Tarta de horchata y fartons, con bizcocho y crema, espolvoreada con canela. Una porción ya servida.

Hay postres que convierten una merienda valenciana en una pieza de repostería para compartir. La tarta de horchata y fartons reúne una crema fría, suave y aromática con el bollo esponjoso pensado para absorber esta bebida de chufa. Aquí explico cómo prepararla sin horno, qué ingredientes marcan la diferencia, cómo evitar que quede líquida y qué acompañamientos funcionan mejor.

Una tarta fría que conserva el sabor más valenciano

  • Rinde 8-10 porciones en un molde desmontable de 20 cm.
  • La textura se consigue con gelatina o cuajada, no con exceso de nata.
  • Los fartons deben quedar húmedos, pero no empapados.
  • Necesita al menos 6 horas de frío para cortar bien.
  • La mejor horchata es una versión fresca, poco aguada y con buen aroma a chufa.

Tarta de horchata y fartons, cremosa y espolvoreada con canela. Un trozo ya servido.

Qué hace especial a esta combinación

La horchata de chufa y los fartons forman una de las parejas más reconocibles de la repostería valenciana. El bollo, alargado, dulce y tierno, nació para mojarse en la bebida, de modo que su presencia en una tarta no es un adorno: aporta miga, dulzor y una textura muy particular.
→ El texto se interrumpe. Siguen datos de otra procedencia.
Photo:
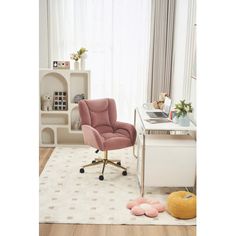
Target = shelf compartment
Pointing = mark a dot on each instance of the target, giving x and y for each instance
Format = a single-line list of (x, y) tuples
[(65, 137), (47, 136), (53, 82), (54, 119), (78, 85)]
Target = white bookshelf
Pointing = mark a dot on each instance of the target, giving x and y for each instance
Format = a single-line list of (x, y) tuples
[(56, 126)]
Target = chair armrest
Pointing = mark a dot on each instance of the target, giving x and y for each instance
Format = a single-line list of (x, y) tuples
[(128, 127), (92, 137)]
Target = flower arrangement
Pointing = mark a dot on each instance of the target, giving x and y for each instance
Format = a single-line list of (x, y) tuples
[(182, 108), (77, 55)]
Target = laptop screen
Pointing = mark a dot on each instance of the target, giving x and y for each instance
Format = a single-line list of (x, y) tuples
[(167, 105)]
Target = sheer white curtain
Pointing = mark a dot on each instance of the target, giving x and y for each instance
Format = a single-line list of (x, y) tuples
[(116, 34)]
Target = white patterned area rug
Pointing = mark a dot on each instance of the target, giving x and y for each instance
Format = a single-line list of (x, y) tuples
[(67, 196)]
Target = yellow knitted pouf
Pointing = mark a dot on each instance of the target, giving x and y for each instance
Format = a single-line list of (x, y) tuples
[(182, 205)]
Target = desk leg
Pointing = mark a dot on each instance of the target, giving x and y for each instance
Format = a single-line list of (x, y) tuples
[(135, 141), (143, 167)]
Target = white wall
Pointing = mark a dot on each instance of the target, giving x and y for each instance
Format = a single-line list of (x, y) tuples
[(43, 34), (182, 84), (179, 50)]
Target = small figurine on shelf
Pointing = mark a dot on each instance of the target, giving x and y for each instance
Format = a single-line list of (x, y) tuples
[(160, 103), (81, 54), (78, 97), (46, 102)]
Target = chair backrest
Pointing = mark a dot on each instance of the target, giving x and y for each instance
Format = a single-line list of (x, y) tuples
[(98, 113)]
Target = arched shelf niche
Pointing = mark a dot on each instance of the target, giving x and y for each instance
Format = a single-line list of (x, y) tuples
[(53, 82)]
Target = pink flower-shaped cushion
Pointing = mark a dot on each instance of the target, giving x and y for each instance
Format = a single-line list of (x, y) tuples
[(143, 206)]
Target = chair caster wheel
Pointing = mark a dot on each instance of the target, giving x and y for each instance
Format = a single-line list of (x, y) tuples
[(101, 177)]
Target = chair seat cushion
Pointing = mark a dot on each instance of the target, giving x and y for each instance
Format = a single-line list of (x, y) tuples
[(116, 140)]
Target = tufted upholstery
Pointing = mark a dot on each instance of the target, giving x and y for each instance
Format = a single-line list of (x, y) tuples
[(100, 128)]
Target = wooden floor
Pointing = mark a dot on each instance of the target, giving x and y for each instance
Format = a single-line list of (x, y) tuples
[(106, 230)]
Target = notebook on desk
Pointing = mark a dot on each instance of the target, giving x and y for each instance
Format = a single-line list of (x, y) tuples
[(161, 114)]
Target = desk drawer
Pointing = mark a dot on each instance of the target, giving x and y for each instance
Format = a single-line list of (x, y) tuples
[(170, 160)]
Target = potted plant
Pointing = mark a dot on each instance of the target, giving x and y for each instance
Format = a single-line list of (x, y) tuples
[(81, 54), (181, 110)]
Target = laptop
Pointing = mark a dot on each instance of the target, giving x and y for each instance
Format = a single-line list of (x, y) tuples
[(165, 111)]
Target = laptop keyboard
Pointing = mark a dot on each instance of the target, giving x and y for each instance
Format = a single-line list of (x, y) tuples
[(157, 115)]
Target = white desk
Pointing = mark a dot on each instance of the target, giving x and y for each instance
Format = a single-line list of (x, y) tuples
[(162, 154)]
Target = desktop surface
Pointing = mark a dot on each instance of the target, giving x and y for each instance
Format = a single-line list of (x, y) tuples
[(160, 124)]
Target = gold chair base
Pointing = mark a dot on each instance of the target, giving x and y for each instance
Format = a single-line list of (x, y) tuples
[(105, 161)]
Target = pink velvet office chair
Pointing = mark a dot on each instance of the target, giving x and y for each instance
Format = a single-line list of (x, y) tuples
[(103, 132)]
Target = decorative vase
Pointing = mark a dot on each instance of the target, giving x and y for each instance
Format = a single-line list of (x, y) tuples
[(175, 120), (184, 121), (76, 65), (83, 57)]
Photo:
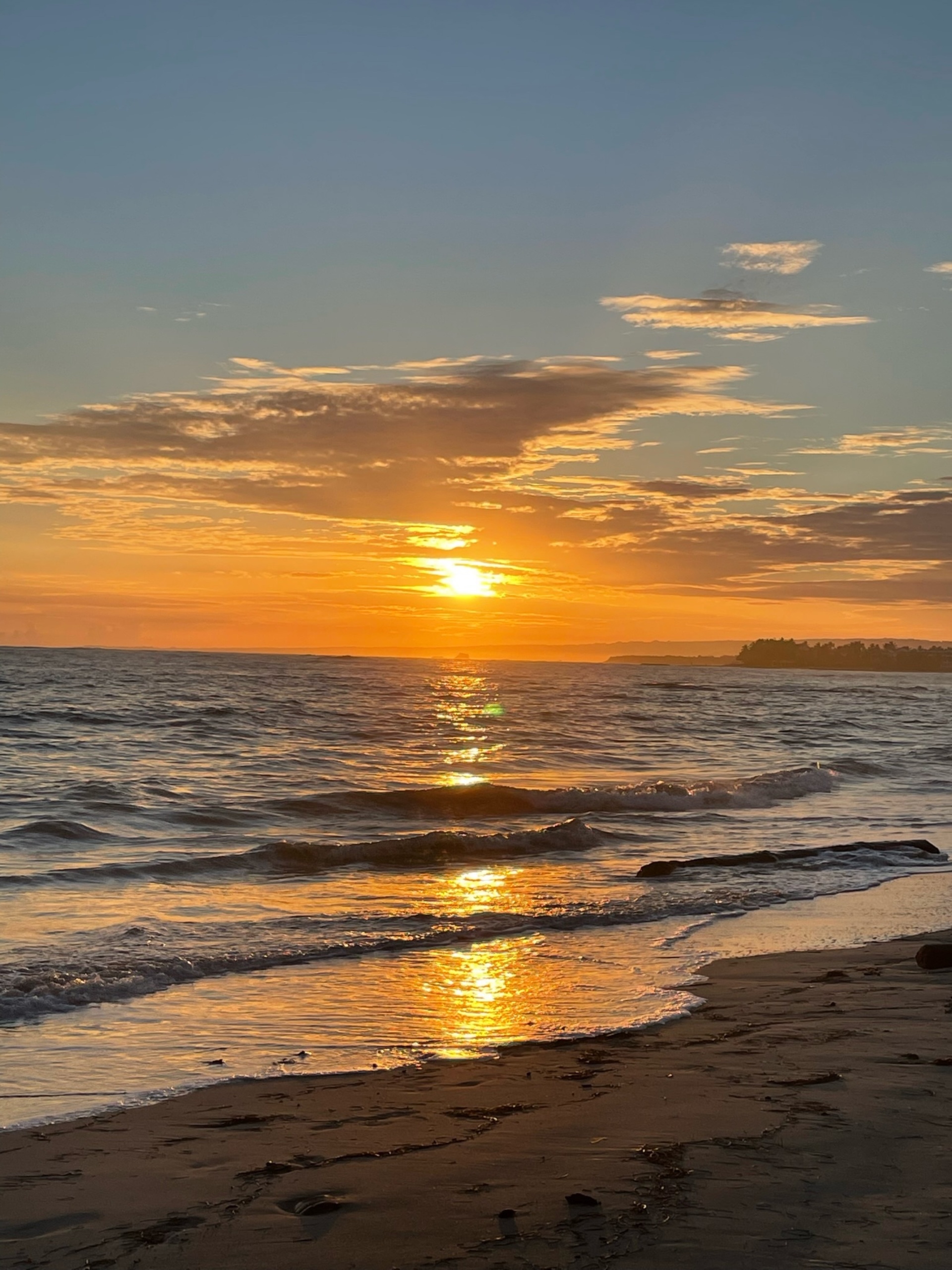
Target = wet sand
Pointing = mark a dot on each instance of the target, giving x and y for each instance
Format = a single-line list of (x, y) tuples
[(801, 1118)]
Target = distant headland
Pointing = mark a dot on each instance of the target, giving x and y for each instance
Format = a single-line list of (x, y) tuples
[(790, 655)]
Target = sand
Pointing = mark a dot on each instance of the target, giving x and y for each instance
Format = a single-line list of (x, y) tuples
[(801, 1118)]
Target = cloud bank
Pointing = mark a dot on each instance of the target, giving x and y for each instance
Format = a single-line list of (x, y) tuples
[(786, 257), (728, 315)]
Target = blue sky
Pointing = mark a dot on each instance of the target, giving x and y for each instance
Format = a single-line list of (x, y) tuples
[(366, 183)]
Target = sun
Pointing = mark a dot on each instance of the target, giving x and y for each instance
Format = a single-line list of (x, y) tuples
[(459, 578)]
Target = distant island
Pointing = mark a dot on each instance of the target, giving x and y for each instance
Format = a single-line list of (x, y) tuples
[(856, 656)]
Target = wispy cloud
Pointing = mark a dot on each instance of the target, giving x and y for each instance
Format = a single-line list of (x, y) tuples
[(785, 257), (901, 441), (728, 315)]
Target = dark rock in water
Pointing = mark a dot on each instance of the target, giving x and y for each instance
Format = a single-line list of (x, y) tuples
[(316, 1208), (935, 957), (665, 868), (819, 1079)]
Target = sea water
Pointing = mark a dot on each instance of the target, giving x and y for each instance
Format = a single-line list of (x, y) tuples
[(220, 865)]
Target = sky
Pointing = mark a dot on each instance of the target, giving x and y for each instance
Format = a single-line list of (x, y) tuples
[(427, 324)]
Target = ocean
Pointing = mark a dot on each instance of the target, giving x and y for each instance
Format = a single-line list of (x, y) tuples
[(224, 865)]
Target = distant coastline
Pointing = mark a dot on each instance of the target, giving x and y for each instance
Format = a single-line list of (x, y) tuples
[(789, 655), (856, 656)]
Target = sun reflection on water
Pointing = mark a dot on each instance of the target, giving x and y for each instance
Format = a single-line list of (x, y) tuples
[(486, 995), (466, 705)]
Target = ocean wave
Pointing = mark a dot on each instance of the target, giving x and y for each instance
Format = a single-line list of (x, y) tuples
[(485, 799), (919, 850), (65, 831), (130, 962), (282, 857)]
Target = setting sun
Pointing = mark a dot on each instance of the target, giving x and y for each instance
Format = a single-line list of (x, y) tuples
[(464, 580)]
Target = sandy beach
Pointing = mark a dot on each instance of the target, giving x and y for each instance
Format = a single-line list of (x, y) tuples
[(800, 1118)]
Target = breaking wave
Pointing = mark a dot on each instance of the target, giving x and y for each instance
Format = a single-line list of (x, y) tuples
[(447, 846), (139, 961), (484, 799)]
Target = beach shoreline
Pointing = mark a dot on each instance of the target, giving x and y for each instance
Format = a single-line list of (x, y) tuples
[(743, 1132)]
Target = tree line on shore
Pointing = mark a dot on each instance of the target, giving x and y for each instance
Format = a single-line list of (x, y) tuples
[(856, 656)]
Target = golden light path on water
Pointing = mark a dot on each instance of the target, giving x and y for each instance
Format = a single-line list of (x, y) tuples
[(464, 703)]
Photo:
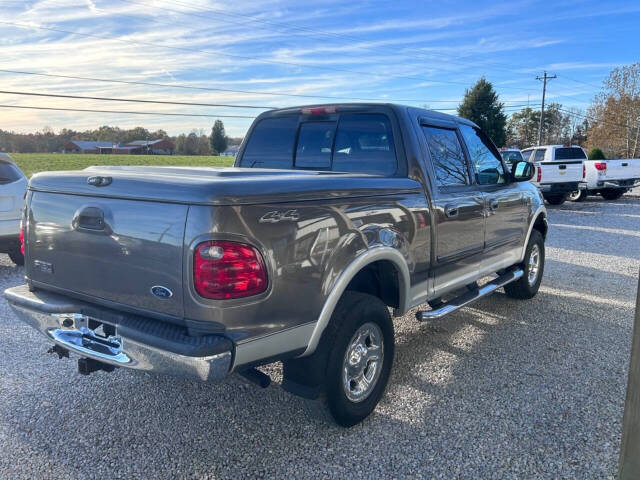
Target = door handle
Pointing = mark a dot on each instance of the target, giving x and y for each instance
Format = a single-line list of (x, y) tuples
[(451, 211)]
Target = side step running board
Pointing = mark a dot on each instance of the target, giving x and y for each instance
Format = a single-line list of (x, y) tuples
[(470, 296)]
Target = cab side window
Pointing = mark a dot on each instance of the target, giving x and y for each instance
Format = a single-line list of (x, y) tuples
[(484, 157), (447, 156), (539, 156)]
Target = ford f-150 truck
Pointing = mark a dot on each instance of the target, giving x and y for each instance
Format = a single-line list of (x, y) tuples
[(331, 217), (609, 178), (559, 170)]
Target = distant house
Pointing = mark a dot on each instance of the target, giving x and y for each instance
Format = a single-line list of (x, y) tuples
[(160, 146), (85, 146), (231, 151), (137, 147)]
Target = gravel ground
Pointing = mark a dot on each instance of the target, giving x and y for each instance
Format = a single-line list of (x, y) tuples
[(504, 389)]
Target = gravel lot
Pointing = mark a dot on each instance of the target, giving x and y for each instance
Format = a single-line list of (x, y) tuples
[(504, 389)]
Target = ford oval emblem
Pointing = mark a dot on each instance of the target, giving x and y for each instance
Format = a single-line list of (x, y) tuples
[(161, 292)]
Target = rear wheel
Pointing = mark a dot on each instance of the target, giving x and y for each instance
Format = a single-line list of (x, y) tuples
[(612, 193), (533, 267), (556, 199), (16, 256), (360, 357), (578, 196)]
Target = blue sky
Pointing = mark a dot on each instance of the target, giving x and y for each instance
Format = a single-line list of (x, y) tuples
[(419, 53)]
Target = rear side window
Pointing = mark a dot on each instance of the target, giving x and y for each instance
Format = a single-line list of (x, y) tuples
[(485, 158), (271, 144), (512, 157), (447, 156), (9, 173), (356, 142), (315, 141), (570, 153), (364, 143), (539, 157)]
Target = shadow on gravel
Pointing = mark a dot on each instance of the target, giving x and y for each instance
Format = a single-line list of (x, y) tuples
[(510, 381)]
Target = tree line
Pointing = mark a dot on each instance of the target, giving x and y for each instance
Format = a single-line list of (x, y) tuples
[(197, 142), (609, 128)]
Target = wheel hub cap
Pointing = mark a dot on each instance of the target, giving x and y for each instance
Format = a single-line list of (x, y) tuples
[(362, 362)]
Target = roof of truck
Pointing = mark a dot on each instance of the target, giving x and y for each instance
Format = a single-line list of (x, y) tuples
[(336, 107)]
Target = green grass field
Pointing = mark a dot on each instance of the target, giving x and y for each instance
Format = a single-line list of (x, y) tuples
[(31, 163)]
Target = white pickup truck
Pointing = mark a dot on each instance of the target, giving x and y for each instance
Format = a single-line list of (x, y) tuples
[(609, 178), (559, 170)]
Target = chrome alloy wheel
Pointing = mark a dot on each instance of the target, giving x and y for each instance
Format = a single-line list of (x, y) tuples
[(533, 266), (362, 362)]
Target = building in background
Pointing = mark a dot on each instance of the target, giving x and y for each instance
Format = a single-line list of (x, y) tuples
[(137, 147)]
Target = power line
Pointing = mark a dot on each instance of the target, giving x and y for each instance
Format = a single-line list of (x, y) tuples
[(188, 87), (123, 112), (224, 54), (131, 100)]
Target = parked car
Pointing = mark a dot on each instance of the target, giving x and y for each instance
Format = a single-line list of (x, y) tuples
[(13, 187), (331, 216), (559, 170), (609, 178)]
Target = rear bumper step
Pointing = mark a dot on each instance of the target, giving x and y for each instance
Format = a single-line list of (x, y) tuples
[(132, 342), (470, 296)]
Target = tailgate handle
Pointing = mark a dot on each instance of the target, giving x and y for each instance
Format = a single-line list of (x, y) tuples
[(90, 218)]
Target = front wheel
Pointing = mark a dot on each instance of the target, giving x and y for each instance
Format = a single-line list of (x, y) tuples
[(578, 196), (612, 193), (556, 199), (529, 284), (360, 357)]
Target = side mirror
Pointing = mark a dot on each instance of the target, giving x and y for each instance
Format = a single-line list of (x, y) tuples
[(522, 171)]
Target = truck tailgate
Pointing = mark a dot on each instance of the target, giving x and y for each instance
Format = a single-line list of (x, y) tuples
[(109, 249), (622, 169), (560, 172)]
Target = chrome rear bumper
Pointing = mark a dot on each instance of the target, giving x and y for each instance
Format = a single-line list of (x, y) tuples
[(73, 331)]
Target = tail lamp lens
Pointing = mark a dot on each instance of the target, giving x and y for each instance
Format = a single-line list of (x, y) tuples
[(223, 270), (21, 237)]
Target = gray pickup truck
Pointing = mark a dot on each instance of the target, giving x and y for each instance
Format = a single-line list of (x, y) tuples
[(331, 218)]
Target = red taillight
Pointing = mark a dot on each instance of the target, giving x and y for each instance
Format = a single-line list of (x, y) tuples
[(224, 270), (21, 237), (318, 110)]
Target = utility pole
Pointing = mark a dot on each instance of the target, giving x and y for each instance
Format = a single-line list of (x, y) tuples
[(544, 80)]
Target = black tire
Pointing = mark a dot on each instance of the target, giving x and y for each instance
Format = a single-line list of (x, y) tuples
[(556, 199), (612, 193), (16, 256), (355, 311), (522, 289), (578, 196)]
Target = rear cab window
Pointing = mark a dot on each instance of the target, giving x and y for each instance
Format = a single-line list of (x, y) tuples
[(569, 153), (343, 142)]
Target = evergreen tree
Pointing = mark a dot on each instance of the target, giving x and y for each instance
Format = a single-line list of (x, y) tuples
[(481, 106), (219, 139)]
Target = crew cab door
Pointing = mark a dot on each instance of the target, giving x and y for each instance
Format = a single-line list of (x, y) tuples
[(458, 208), (506, 204)]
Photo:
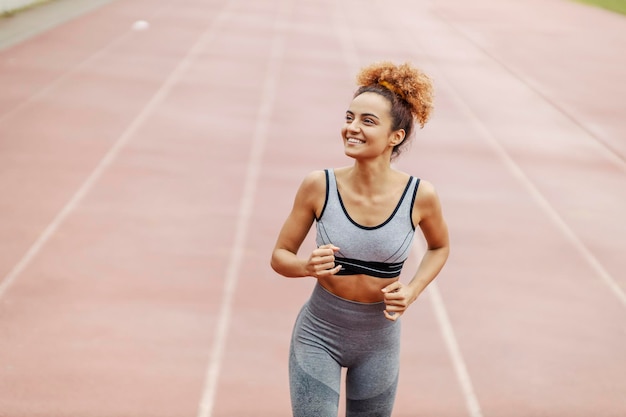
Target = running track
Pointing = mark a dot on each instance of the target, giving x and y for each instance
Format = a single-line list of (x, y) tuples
[(145, 175)]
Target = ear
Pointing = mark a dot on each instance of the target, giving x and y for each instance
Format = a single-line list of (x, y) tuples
[(397, 137)]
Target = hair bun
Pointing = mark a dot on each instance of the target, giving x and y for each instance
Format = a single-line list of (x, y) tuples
[(409, 83)]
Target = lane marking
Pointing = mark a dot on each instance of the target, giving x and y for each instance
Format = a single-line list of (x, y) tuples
[(609, 151), (72, 71), (246, 208), (454, 351), (518, 173), (541, 201), (110, 156)]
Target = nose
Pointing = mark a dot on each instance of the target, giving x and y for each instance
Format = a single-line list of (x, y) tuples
[(353, 126)]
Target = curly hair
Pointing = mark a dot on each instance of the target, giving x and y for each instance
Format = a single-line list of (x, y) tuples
[(408, 89)]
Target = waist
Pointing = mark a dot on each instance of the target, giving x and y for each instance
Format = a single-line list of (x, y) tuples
[(357, 288), (346, 313), (375, 269)]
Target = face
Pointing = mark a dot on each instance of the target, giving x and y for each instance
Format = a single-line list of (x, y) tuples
[(367, 131)]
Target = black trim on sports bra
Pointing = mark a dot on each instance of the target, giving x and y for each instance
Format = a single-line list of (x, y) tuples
[(325, 198), (395, 210), (374, 269)]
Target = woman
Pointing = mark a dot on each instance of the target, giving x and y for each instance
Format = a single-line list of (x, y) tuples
[(365, 215)]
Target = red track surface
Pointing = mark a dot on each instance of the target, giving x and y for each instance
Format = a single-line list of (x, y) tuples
[(145, 175)]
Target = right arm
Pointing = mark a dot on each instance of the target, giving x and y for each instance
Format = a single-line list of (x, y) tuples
[(309, 201)]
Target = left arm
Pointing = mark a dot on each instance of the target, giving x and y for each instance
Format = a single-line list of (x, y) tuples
[(428, 214)]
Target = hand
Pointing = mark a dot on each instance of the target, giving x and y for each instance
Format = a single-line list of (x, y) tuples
[(397, 298), (321, 263)]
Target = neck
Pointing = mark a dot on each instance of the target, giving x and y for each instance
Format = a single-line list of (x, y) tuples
[(370, 176)]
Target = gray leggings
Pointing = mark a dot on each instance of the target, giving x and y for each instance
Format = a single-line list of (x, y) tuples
[(331, 333)]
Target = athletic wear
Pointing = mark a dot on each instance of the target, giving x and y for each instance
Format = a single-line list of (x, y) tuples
[(379, 251), (331, 333)]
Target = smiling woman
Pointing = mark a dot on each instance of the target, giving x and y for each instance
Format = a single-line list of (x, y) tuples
[(366, 216)]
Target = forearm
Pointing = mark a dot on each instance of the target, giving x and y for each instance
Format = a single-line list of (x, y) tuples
[(288, 264), (430, 266)]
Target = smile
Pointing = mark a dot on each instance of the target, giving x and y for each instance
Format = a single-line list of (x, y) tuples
[(355, 141)]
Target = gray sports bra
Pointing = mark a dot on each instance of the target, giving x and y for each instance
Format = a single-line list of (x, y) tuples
[(378, 251)]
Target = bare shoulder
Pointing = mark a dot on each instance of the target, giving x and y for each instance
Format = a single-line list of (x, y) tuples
[(312, 192), (426, 201), (314, 182)]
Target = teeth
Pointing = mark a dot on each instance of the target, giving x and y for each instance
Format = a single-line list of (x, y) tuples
[(353, 140)]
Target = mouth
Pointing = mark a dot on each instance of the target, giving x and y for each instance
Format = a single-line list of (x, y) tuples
[(355, 141)]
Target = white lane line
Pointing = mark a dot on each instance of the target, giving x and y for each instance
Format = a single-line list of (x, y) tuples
[(246, 208), (452, 345), (67, 74), (541, 201), (110, 156)]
La versión que más me convence es una tarta fría de capas. Los fartons se impregnan ligeramente con horchata y se alternan con una mousse cremosa elaborada con la misma bebida. El resultado recuerda a la merienda tradicional, aunque con un acabado más elegante y adecuado para una comida especial.

La intención principal de quien prepara este postre suele ser práctica e inspiracional. Busca una receta vistosa, relativamente sencilla y sin horno, pero también quiere saber si la tarta aguanta bien, cómo se desmolda y qué hacer para que el sabor de la horchata no desaparezca entre la nata y el azúcar.

Ingredientes y proporciones que sí funcionan

Para un molde desmontable de 20 cm recomiendo una preparación de 8 a 10 raciones. Estas cantidades dan una tarta firme, pero todavía cremosa, sin convertirla en una gelatina pesada.

Ingrediente Cantidad Uso
Horchata de chufa 650 ml Crema y humedecer los fartons
Fartons 6-8 unidades Base y capa interior
Nata para montar 400 ml Dar volumen a la mousse
Leche condensada 150 g Aportar cuerpo y dulzor
Gelatina 8 hojas o 14 g en polvo Estabilizar la tarta
Canela molida 1/2 cucharadita Perfumar la crema
Ralladura de limón Opcional Equilibrar el dulzor

La horchata debe estar bien fría y tener una concentración de chufa apreciable. Si es demasiado ligera, el postre sabrá sobre todo a nata y leche condensada. Yo prefiero una horchata fresca de horchatería o una versión refrigerada de buena calidad, porque la bebida es el ingrediente dominante.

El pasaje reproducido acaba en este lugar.